For-Profit Institutions Enroll 35% of College Students in Brazil!

Dear Commons Community,

The for-profit industry is making steep inroads in higher education in Brazil.    Over the last five years, mergers and acquisitions have made some of the biggest chains bigger, concentrating power in giant for-profit groups. The 10 largest chains of colleges in Brazil now educate nearly 35 percent of the country’s students. As reported in the New York Times:

“Although for-profit colleges have faced scrutiny in the United States, the industry is finding a warm welcome here as the government tries to meet the demand for affordable higher education.

From 2002 to 2012, the number of students attending college in Brazil doubled to seven million. Still, with only 17 percent of Brazilians aged 18 to 24 in college, there is a gap that needs to be served. The government has pledged to raise that percentage to 33 percent by 2020.

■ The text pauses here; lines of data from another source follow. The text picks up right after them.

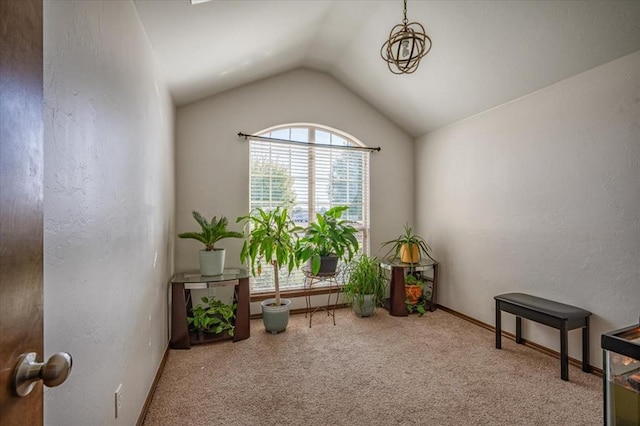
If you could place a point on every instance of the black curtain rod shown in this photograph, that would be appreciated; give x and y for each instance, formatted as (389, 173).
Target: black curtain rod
(288, 142)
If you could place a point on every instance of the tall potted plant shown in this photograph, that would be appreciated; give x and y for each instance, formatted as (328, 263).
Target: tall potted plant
(212, 257)
(408, 247)
(272, 238)
(327, 240)
(366, 286)
(411, 248)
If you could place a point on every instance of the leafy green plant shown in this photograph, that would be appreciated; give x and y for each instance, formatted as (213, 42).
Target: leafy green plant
(366, 277)
(211, 231)
(424, 300)
(408, 239)
(272, 238)
(214, 317)
(329, 235)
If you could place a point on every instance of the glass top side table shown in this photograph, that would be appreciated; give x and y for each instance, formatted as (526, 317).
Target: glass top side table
(181, 285)
(397, 294)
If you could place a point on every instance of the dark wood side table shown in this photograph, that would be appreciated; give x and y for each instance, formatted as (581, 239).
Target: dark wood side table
(181, 286)
(397, 295)
(310, 280)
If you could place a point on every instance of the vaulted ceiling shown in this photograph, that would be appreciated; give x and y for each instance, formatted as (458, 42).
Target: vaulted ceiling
(485, 53)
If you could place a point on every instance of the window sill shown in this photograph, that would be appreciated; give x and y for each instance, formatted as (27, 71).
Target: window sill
(290, 294)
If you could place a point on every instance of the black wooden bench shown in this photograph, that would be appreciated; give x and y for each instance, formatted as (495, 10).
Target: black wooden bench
(547, 312)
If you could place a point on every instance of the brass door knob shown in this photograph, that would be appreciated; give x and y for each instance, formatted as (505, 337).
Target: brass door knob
(52, 373)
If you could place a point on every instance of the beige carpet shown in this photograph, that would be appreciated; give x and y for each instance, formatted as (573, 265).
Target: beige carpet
(383, 370)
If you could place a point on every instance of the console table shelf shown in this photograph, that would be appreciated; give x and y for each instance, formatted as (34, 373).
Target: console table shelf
(181, 286)
(397, 294)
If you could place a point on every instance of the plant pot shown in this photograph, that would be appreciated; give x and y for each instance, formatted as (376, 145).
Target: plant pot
(413, 293)
(363, 305)
(409, 254)
(275, 318)
(212, 262)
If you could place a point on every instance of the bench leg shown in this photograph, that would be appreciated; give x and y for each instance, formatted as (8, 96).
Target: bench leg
(585, 347)
(498, 326)
(518, 330)
(564, 356)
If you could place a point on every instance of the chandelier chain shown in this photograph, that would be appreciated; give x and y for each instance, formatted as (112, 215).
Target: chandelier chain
(405, 20)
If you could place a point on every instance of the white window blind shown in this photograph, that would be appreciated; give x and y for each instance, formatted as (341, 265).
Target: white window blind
(308, 180)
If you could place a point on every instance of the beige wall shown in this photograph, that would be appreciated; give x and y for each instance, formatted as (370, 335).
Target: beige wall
(109, 202)
(212, 163)
(541, 195)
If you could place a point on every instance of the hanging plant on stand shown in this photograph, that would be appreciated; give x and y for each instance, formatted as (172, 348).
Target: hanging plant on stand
(410, 249)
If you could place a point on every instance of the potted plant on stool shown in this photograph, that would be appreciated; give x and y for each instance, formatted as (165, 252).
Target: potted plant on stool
(211, 258)
(366, 286)
(272, 238)
(410, 248)
(327, 240)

To serve that lucrative and growing market, American and Brazilian private equity funds, corporations and investment banks are buying and merging educational institutions at a rapid pace.

Education experts caution that the emphasis on the business aspect of education does not always put students first. Despite such concerns, the for-profit system has proved appealing for a government with limited resources…

Private sector investment in technical, primary and high school education in Brazil is growing. The British firm Pearson last December bought Multi, a chain of foreign-language schools, in a deal worth more than $880 million in cash and debt assumption. Avenues, a New York private school whose investors include the private equity firms Liberty Partners and LLR Partners, has announced plans to open campuses in São Paulo and Rio de Janeiro…

The International Finance Corporation, a branch of the World Bank that invests in projects that reduce poverty and encourage development, is also backing the industry. The I.F.C. is invested in Laureate and several other for-profit college chains in Brazil.

Patrick Leahy, an I.F.C. senior manager for Latin America, said that even if these chains did not always offer the most prestigious degrees, they did give students skills and qualifications at an affordable price that permits them to move up the employment ladder. College graduates in Brazil earn on average 2.6 times as much as high school graduates.

“The system is not perfect, but it is unquestionably a success,” Mr. Leahy said.

This scenario is playing itself out in a number of other countries. In my visit last month to South Africa, the exact same situation was evolving with for-profit colleges expanding and growing in enrollments. The International Finance Corporation was again an important catalyst.  Many countries have little choice mainly because they lack the resources to make major expansions of their public higher education systems.